Разбежалась река, да и ударилась с размаху о землю. Разорвалась надвое и омывать ту землю стала. Смирилась не сразу, а потихоньку. Устала. Пришедшие люди нарекли один проток «Медведицей» и верно угадали нрав, потому что медведица — зверь потайной и тихий, до поры.
А другому протоку и названья не дали, потому что и не видно его за ивами да за камышом было.
Людям место понравилось. И лес, хоть и небольшой, и землица есть, под огороды.
И выросло на острове том семь дворов, семь домов. А восьмой бакенщик на самой грудине поставил, на самом разрыве реки могучей.
Мужик невидный, но кряжистый. Дочка при нем. А жены нет, пропала где-то в городе. Ну, да Бог с ней. Дочка вольная уродилась, от природы и водного простора (заразилась?). Веселая, быстрая. Волосы с рыжим отливом, глаза зеленые, лицо тонкое — правильное. В общем, статью не в отца. На голову выше. Словом, сосенка против дуба. (Не знаю сосена или сосенка.) Любили они друг друга, хоть и разные были. Да и разные только так, с виду. Кровь-то внутри (одна) одинаковая лилась. Лучшее время в том месте — августовское было.
Лес горит цветом, стога золотые, земля медная, река зеленая. Вечерами на ней бакенщик огоньки красные да зеленые зажигал. На это все она любила подолгу смотреть.
Смотрит, а сама тихо улыбается, словно музыка прекрасная в ней играет.
Вот за это я их и полюбил. (?)
Бывало, посадит он лодку на цепь, а я уж тут, его дожидаюсь.
— Здравствуйте, — говорю.
— Доброго здоровьица, — отвечает.
А она молчит, музыку свою дослушивает.
Потом очнется. Засмеется тихо и в дом идет.

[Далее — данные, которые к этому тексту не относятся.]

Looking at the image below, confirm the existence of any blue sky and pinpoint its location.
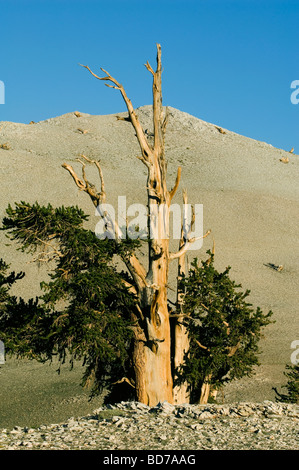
[0,0,299,154]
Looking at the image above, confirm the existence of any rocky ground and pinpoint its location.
[0,401,299,451]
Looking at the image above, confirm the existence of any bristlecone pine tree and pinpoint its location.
[0,44,270,406]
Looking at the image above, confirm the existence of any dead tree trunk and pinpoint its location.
[63,44,209,405]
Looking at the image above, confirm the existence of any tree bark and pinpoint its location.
[63,44,205,406]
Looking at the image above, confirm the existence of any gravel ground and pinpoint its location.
[0,401,299,451]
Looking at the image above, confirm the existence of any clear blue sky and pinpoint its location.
[0,0,299,153]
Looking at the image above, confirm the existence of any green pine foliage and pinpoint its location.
[274,364,299,405]
[0,202,136,400]
[178,251,272,402]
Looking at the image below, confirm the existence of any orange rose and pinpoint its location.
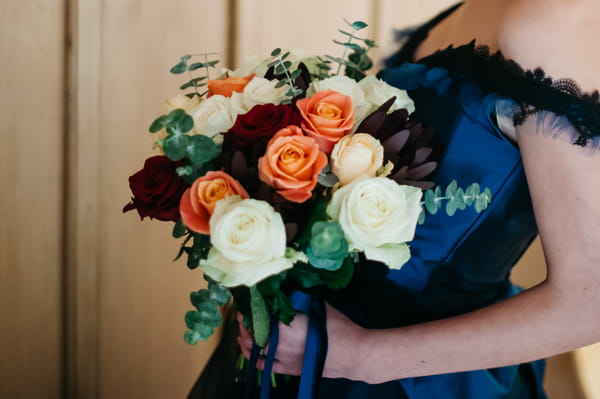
[296,89,354,154]
[207,74,254,97]
[179,171,250,234]
[258,126,327,203]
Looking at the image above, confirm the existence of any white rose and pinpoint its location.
[190,95,237,142]
[330,133,383,186]
[231,77,291,114]
[327,177,422,269]
[306,76,371,131]
[200,196,304,287]
[358,75,415,114]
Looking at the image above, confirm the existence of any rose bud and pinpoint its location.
[258,126,327,203]
[180,171,250,234]
[330,133,383,186]
[123,155,188,222]
[296,90,354,154]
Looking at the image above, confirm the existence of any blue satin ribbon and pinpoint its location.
[245,291,328,399]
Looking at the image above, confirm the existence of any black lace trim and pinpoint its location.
[418,40,600,146]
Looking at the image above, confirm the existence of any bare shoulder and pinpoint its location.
[498,0,600,91]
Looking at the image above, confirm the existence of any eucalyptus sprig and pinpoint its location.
[184,277,231,345]
[325,19,376,81]
[419,180,492,224]
[149,108,221,173]
[170,53,219,98]
[267,48,302,98]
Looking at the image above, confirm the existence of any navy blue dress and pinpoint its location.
[190,4,600,399]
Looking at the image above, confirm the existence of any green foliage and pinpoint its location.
[326,20,376,81]
[184,279,231,345]
[170,53,219,98]
[186,134,221,168]
[267,48,302,98]
[306,221,348,271]
[172,219,187,238]
[419,180,492,224]
[250,286,270,347]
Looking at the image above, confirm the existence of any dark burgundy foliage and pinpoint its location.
[123,155,189,222]
[357,98,437,188]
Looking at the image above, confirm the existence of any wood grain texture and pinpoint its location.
[89,0,227,399]
[235,0,373,66]
[0,0,64,399]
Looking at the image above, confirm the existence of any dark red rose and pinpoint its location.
[123,155,188,222]
[225,104,300,146]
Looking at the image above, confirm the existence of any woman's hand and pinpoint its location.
[238,303,367,380]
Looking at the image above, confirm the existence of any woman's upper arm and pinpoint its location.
[499,0,600,306]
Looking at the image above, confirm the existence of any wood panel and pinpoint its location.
[376,0,457,62]
[88,0,228,399]
[0,0,64,399]
[235,0,373,66]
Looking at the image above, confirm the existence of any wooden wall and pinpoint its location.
[0,0,65,398]
[0,0,600,399]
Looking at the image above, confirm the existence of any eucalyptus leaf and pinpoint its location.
[148,115,167,133]
[186,134,220,167]
[169,62,187,75]
[188,62,204,71]
[417,208,426,225]
[250,286,269,347]
[346,21,369,30]
[446,180,458,197]
[163,135,190,161]
[208,281,231,306]
[172,219,187,238]
[446,200,458,216]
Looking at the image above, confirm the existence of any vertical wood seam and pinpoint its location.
[65,0,103,398]
[225,0,239,69]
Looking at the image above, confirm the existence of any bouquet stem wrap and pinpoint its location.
[245,291,328,399]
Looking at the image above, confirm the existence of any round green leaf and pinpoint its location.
[163,135,190,161]
[186,134,219,167]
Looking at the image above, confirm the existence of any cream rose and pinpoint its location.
[327,177,422,269]
[231,77,290,114]
[306,76,371,128]
[189,95,237,143]
[330,133,383,186]
[358,75,415,114]
[200,196,305,287]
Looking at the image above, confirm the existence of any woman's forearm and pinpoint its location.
[350,282,600,383]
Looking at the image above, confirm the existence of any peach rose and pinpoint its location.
[296,90,354,154]
[208,73,255,97]
[258,126,327,203]
[179,171,250,234]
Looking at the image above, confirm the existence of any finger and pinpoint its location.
[237,337,250,360]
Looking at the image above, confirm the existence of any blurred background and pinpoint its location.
[0,0,600,399]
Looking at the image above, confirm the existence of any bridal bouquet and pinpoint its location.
[124,21,491,346]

А идет-то как-то неуверенно, будто впервые земли касается.
Лампу в доме засветит и долго на огонь смотрит. Электричества на той земле не было, обошла цивилизация стороной, за ненадобностью, а потому место это Миглищами называлось.
Мы с дедом еще на воздухе посидим, покурим и ждем, когда дочка в дом позовет. Да и хитрим, вроде даем ей в себя прийти, не мешаем.
— Ну, идите, что ль, — прозвенит из дома.
Мы переглянемся и улыбнемся.
В доме травами пахнет, деревом и хлебом свежим.
На столе чай. Пышки теплые и варенье смородиновое. Тихо, и только сверчок поскрипывает.
Татьяна Акимовна посмотрит на нас, нахмурится, будто чужие пришли, и рассмеется своей же странности. Может, я ее настораживал, а может, мое жадное разглядывание смущало. Не знаю.
2.
Человек я тут был новый, пришлый, приезжий.
Оказался я тут случайно, а жил вот уже с месяц.3.
Сел я в Москве на колесный пароход «А. С. Пушкин». Ночью был в родных Кимрах, брата хотел повидать. Его не оказалось, а жену его я не знал: ночевать отказался и пошел на пристань. В Москву не хотелось. Сел я на пароходик и задремал.
Проснулся на рассвете.
Пароходик нос свой от берега отрывает, тетка-матрос сходню на себя тянет, а кругом покрывалом розовым все покрыто.
Лес мокрый блестит. И верх красным опален. Стога в тумане, словно животные неведомые, пасутся. И птица незнакомая раннюю песню затевает.
Будто столкнул меня кто-то на землю.
Оглянулся, а пароходик в белой вате пропал. И только железный стук по воде плывет.
Пошел я по земле, а мне заяц навстречу. Увидел меня и аж присел от удивления. Я стою, а он сидит. Смотрим друг другу в глаза, как в гляделки играем: кто кого переглядит.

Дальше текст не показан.